1.Não podemos seleccionar arbitrariamente os elementos da realidade e não os devemos deformar.

2.Não podemos seleccionar arbitrariamente as palavras nem as suas definições.

3.Não podemos apresentar, como certos ou precisos, fenómenos cuja própria natureza exclui geralmente a precisão

4.Não podemos determinar arbitrariamente o que é importante ou essencial.

5.Temos de respeitar a liberdade de discussão e de crítica, excluindo os argumentos de autoridade e a retórica de intimidação, dos que pretendem esquivar-se ao debate, tentando desqualificar uma interpretação sem a refutar

6.Devemos praticar o bom uso dos juízos de valor, afastando os que exprimem simples preferências que apenas estão na esfera da opinião

A ciência está sempre inacabada. Assim, observa que la science moderne est, par essence, en devenir, elle ignore les propositions relatives au sens ultime des choses, elle tend vers un but situé à l'infini et renouvelle sans cesse les questions posées à la nature.

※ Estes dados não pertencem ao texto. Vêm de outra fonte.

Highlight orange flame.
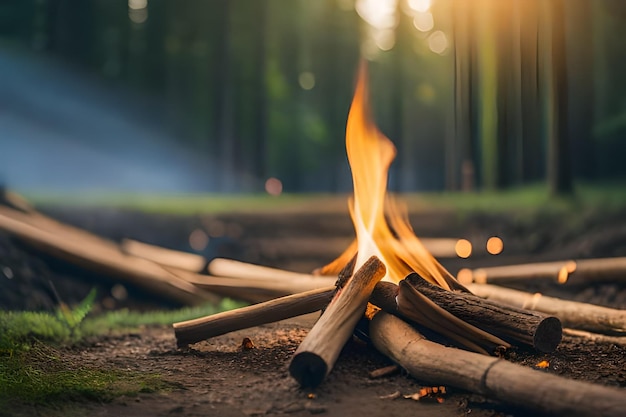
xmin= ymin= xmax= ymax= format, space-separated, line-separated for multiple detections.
xmin=321 ymin=64 xmax=456 ymax=289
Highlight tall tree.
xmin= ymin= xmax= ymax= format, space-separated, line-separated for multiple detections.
xmin=546 ymin=0 xmax=573 ymax=195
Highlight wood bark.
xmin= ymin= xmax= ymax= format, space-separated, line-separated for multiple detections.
xmin=173 ymin=286 xmax=335 ymax=347
xmin=289 ymin=256 xmax=386 ymax=387
xmin=458 ymin=257 xmax=626 ymax=285
xmin=120 ymin=239 xmax=207 ymax=272
xmin=0 ymin=206 xmax=218 ymax=304
xmin=400 ymin=274 xmax=562 ymax=352
xmin=370 ymin=312 xmax=626 ymax=417
xmin=167 ymin=268 xmax=336 ymax=303
xmin=468 ymin=284 xmax=626 ymax=335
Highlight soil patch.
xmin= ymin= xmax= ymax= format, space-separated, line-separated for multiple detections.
xmin=0 ymin=209 xmax=626 ymax=416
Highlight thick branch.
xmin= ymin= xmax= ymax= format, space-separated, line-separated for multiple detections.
xmin=0 ymin=206 xmax=217 ymax=304
xmin=458 ymin=257 xmax=626 ymax=285
xmin=289 ymin=256 xmax=386 ymax=387
xmin=370 ymin=312 xmax=626 ymax=417
xmin=400 ymin=274 xmax=562 ymax=352
xmin=468 ymin=284 xmax=626 ymax=335
xmin=174 ymin=286 xmax=335 ymax=347
xmin=120 ymin=239 xmax=207 ymax=272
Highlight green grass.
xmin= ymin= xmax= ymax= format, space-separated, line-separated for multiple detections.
xmin=0 ymin=294 xmax=241 ymax=408
xmin=0 ymin=342 xmax=172 ymax=406
xmin=26 ymin=182 xmax=626 ymax=215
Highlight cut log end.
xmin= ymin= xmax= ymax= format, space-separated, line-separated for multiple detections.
xmin=289 ymin=351 xmax=328 ymax=388
xmin=533 ymin=316 xmax=563 ymax=353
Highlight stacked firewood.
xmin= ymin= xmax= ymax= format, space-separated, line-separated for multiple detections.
xmin=0 ymin=191 xmax=626 ymax=416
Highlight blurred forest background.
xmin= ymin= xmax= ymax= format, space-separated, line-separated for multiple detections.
xmin=0 ymin=0 xmax=626 ymax=192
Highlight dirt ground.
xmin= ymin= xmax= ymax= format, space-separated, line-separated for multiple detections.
xmin=0 ymin=203 xmax=626 ymax=417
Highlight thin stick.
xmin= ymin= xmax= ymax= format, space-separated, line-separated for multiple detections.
xmin=468 ymin=284 xmax=626 ymax=335
xmin=457 ymin=257 xmax=626 ymax=285
xmin=0 ymin=206 xmax=217 ymax=304
xmin=173 ymin=286 xmax=335 ymax=347
xmin=208 ymin=258 xmax=336 ymax=284
xmin=289 ymin=256 xmax=386 ymax=387
xmin=120 ymin=239 xmax=207 ymax=272
xmin=180 ymin=269 xmax=336 ymax=303
xmin=370 ymin=312 xmax=626 ymax=417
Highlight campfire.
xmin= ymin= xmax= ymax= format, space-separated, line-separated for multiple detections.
xmin=0 ymin=65 xmax=626 ymax=416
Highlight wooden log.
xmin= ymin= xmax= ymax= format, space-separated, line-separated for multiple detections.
xmin=180 ymin=269 xmax=336 ymax=303
xmin=400 ymin=274 xmax=562 ymax=352
xmin=0 ymin=207 xmax=219 ymax=304
xmin=563 ymin=328 xmax=626 ymax=347
xmin=397 ymin=280 xmax=511 ymax=355
xmin=457 ymin=257 xmax=626 ymax=285
xmin=370 ymin=312 xmax=626 ymax=417
xmin=207 ymin=258 xmax=337 ymax=285
xmin=468 ymin=284 xmax=626 ymax=335
xmin=120 ymin=239 xmax=207 ymax=272
xmin=289 ymin=256 xmax=386 ymax=387
xmin=173 ymin=286 xmax=335 ymax=347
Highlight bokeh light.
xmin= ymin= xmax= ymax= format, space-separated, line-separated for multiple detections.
xmin=298 ymin=71 xmax=315 ymax=90
xmin=428 ymin=30 xmax=448 ymax=55
xmin=487 ymin=236 xmax=504 ymax=255
xmin=454 ymin=239 xmax=472 ymax=258
xmin=413 ymin=12 xmax=435 ymax=32
xmin=189 ymin=229 xmax=209 ymax=252
xmin=456 ymin=268 xmax=474 ymax=285
xmin=265 ymin=177 xmax=283 ymax=196
xmin=409 ymin=0 xmax=431 ymax=13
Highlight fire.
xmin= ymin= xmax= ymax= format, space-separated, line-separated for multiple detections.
xmin=321 ymin=64 xmax=455 ymax=289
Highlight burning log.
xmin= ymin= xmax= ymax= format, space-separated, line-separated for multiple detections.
xmin=458 ymin=257 xmax=626 ymax=285
xmin=400 ymin=274 xmax=562 ymax=352
xmin=289 ymin=256 xmax=386 ymax=387
xmin=468 ymin=284 xmax=626 ymax=335
xmin=370 ymin=312 xmax=626 ymax=417
xmin=370 ymin=274 xmax=562 ymax=354
xmin=173 ymin=286 xmax=335 ymax=347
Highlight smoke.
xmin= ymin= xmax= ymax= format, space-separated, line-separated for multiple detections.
xmin=0 ymin=45 xmax=245 ymax=192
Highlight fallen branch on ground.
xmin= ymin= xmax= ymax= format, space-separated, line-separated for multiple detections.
xmin=207 ymin=258 xmax=337 ymax=285
xmin=120 ymin=239 xmax=207 ymax=272
xmin=289 ymin=256 xmax=386 ymax=387
xmin=370 ymin=312 xmax=626 ymax=417
xmin=0 ymin=206 xmax=214 ymax=304
xmin=398 ymin=274 xmax=562 ymax=352
xmin=176 ymin=270 xmax=337 ymax=303
xmin=468 ymin=284 xmax=626 ymax=335
xmin=457 ymin=257 xmax=626 ymax=285
xmin=173 ymin=286 xmax=335 ymax=347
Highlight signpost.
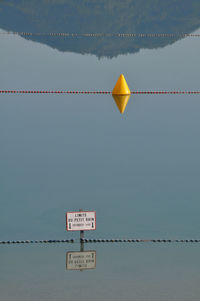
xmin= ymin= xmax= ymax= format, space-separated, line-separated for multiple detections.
xmin=66 ymin=210 xmax=96 ymax=231
xmin=66 ymin=251 xmax=96 ymax=271
xmin=66 ymin=209 xmax=96 ymax=271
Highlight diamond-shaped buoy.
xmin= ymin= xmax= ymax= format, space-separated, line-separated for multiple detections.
xmin=113 ymin=95 xmax=130 ymax=114
xmin=112 ymin=74 xmax=131 ymax=95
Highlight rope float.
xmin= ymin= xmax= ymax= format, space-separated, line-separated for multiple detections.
xmin=0 ymin=90 xmax=200 ymax=95
xmin=0 ymin=31 xmax=200 ymax=38
xmin=0 ymin=74 xmax=200 ymax=114
xmin=0 ymin=238 xmax=200 ymax=245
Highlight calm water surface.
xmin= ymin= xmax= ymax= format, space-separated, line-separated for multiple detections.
xmin=0 ymin=2 xmax=200 ymax=301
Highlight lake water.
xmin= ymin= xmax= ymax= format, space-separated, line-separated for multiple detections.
xmin=0 ymin=1 xmax=200 ymax=301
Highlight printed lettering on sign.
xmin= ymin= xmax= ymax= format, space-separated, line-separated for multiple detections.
xmin=66 ymin=211 xmax=96 ymax=231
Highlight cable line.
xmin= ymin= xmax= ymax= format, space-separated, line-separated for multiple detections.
xmin=0 ymin=31 xmax=200 ymax=38
xmin=0 ymin=90 xmax=200 ymax=95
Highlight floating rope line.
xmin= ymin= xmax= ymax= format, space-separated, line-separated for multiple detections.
xmin=0 ymin=239 xmax=200 ymax=245
xmin=0 ymin=239 xmax=74 ymax=245
xmin=0 ymin=31 xmax=200 ymax=38
xmin=0 ymin=90 xmax=200 ymax=94
xmin=80 ymin=239 xmax=200 ymax=243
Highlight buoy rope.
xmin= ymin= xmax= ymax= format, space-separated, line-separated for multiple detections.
xmin=0 ymin=31 xmax=200 ymax=38
xmin=0 ymin=90 xmax=200 ymax=94
xmin=0 ymin=239 xmax=200 ymax=245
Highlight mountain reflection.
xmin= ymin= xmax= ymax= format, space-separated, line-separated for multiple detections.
xmin=0 ymin=0 xmax=200 ymax=57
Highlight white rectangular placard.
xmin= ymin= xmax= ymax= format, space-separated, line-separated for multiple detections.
xmin=66 ymin=251 xmax=96 ymax=270
xmin=66 ymin=211 xmax=96 ymax=231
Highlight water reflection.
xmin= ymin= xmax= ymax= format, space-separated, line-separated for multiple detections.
xmin=66 ymin=242 xmax=96 ymax=271
xmin=112 ymin=95 xmax=130 ymax=114
xmin=0 ymin=0 xmax=200 ymax=57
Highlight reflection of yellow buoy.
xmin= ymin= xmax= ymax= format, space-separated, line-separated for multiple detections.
xmin=113 ymin=95 xmax=130 ymax=114
xmin=112 ymin=74 xmax=131 ymax=95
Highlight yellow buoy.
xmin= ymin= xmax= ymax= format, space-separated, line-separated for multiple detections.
xmin=112 ymin=74 xmax=131 ymax=95
xmin=113 ymin=95 xmax=130 ymax=114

Considera que a ciência política, pelo menos implicitamente, contém apreciações relativamente aos valores que professam os autores que a mesma estuda. Não é possível compreender autenticamente o sentido de uma conduta política sem incluir nesta compreensão e distinções de valores. Porque um agregado torna-se político quando se opõe a outros agregados do mesmo tempo e quando possui, relativamente aos seus membros, uma unidade de inteligência e de acção. Mas dizer primado da política, isto é, reconhecer que modo de exercício da autoridade, o modo de designação dos chefes, contribui, mais do que qualque outra instituição para moldar o estilo das relações entre os indivíduos, não significa o determinismo do maurrasiano politique d'abord. Significa tão só reconhecer a existência de uma influência dominante no conjunto social: influenciado por todos os outros subsistemas, o subsistema político tem as suas leis próprias de desenvolvimento e, por seu lado, influencia todos os outros, dado que é através dele que são tomadas as decisões que visam conseguir os objectivos da colectividade considerada como um todo.

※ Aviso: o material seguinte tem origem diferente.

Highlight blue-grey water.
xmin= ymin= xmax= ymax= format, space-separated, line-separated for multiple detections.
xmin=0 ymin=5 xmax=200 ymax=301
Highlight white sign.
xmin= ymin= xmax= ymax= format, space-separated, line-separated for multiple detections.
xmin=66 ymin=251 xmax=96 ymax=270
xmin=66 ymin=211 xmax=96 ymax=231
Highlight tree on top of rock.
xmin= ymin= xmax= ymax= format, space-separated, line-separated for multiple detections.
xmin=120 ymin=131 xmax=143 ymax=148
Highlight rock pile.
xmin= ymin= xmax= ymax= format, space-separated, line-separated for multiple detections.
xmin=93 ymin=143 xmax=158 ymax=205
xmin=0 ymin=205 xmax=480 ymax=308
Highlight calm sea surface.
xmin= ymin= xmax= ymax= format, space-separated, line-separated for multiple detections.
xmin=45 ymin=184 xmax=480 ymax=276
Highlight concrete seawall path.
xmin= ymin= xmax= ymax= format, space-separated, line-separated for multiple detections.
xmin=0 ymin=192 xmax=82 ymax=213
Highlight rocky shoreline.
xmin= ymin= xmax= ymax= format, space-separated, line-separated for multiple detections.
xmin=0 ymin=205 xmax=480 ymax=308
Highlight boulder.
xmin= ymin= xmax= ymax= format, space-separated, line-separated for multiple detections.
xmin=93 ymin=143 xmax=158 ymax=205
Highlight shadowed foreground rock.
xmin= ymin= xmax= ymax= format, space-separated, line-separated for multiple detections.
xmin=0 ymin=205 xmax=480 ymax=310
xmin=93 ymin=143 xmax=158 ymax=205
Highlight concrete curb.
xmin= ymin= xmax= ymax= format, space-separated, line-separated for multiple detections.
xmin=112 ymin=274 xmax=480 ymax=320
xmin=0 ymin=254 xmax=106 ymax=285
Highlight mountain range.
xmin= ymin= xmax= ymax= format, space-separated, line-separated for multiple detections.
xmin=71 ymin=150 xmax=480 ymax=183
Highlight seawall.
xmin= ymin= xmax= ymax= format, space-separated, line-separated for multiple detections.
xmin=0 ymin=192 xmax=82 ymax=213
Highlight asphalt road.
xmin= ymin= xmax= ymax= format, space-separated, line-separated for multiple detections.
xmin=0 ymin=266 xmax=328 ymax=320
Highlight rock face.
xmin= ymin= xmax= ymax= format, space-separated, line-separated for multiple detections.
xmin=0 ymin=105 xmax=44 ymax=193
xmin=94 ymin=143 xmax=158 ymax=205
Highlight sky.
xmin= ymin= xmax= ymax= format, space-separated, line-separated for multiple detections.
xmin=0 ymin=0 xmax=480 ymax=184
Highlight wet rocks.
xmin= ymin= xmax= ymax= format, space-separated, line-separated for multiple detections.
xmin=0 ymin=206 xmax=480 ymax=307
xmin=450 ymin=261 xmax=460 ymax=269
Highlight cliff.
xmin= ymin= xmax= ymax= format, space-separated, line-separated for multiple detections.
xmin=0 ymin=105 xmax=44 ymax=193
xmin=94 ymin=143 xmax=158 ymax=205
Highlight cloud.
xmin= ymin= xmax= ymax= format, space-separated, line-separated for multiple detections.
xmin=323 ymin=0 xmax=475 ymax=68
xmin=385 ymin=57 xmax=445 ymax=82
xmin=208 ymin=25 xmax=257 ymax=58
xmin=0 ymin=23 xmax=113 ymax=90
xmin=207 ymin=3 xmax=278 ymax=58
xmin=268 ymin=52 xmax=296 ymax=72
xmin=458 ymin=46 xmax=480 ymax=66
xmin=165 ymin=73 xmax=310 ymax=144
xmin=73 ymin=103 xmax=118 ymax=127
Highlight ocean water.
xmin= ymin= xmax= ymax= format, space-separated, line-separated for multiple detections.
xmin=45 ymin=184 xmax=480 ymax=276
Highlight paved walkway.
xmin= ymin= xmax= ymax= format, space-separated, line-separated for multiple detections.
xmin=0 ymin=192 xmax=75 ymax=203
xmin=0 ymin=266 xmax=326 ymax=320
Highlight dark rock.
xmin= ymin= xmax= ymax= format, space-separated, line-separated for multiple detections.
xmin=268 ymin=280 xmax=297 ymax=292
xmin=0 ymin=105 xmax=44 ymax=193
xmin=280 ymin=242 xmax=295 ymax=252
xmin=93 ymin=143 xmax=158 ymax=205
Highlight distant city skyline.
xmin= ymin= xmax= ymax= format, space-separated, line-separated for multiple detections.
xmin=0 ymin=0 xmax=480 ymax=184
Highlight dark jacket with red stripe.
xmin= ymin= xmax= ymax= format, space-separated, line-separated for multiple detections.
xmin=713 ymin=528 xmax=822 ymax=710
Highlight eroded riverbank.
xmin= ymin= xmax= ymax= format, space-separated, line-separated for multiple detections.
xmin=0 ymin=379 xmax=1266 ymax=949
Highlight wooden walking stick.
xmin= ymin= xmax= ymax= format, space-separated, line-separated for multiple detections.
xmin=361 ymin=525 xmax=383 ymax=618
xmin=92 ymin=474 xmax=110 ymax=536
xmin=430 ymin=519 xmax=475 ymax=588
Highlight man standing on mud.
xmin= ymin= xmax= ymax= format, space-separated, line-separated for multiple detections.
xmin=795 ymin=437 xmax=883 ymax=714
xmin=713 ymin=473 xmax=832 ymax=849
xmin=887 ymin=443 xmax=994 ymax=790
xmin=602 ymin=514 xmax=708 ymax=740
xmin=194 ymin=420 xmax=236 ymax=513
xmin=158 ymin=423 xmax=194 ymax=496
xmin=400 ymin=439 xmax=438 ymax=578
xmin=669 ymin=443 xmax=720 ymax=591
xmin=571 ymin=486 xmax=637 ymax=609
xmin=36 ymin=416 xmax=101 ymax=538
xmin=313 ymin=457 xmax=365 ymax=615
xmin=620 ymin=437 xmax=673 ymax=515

Observa que on a la puissance de faire une chose et on exerce le pouvoir de la faire. Isto é, a puissance, tal como a potestas, é o potencial de comando, de influência ou constrangimento que um indivíduo possui relativamente a outros, enquanto o pouvoir, ou a potentia, é a passagem a acto da puissance, ou da potestas. A primeira pode ter-se, a segunda apenas pode exercer-se.
Estado total e Estado limitado


Ora, quem trata de política sente, por vezes uma espécie de complexo de inferioridade face a outras ciências sociais, como , por exemplo, a matematizável economia pura, e trata de assumir-se como "científico" à imagem e semelhança das ciências da natureza.

No fundo, como que está a atribuir um carácter de ciência subdesenvolvida à ciência que não é ciência dita exacta.Está a esquecer que o teórico se pode, no princípio, ser hipotético-dedutivo, acaba, como conclusão, por pisar os terrenos da grande interrogação da teoria contemplativa.
Basta que tenha necessidade de integrar os fenómenos que não se repetem, que são os acontecimentos da história, produzidos pelos seres que não se repetem, que são os homens, no todo da existência humana.Porque, como dizia Pascal, "o homem supera infinitamente o homem".Porque não é a história que faz o homem, mas sim o homem que faz a história.Porque o normal é haver anormais...

Aliás, Aron, acaba por concluir, quanto à teoria das relações internacionais , que, no fim do itinerário, o "conjunto" levou-o , contrariamente ao que pensava no começo, à "determinação do sistema inter-estadual" e à "prudência do homem de Estado", passando pela "análise das regularidades sociológicas e das singularidades históricas", o que "constitui o equivalente crítico ou interrogativo de uma filosofia". Isto é, ele que quis começar por ser cientista de uma teoria cientista, acabou por ser cientista de uma teoria contemplativa.

São estas as minudências epistemológicas que me interessam salientar no dia de hoje. A melhor homenagem que lhe posso prestar é tratar do eterno que ele nos transmitiu e continuar a corrente. Sem esquecer que a respectiva morte ocorreu pouco depois de ele ir a tribunal defender o seu amigo Bertrand de Jouvenel, acusado que era de passado fascista. E o judeu não-sionista e nacionalista francês, resistente e democrata, como sempre o foi Aron, cumpriu op dever de honra. Aron, presente!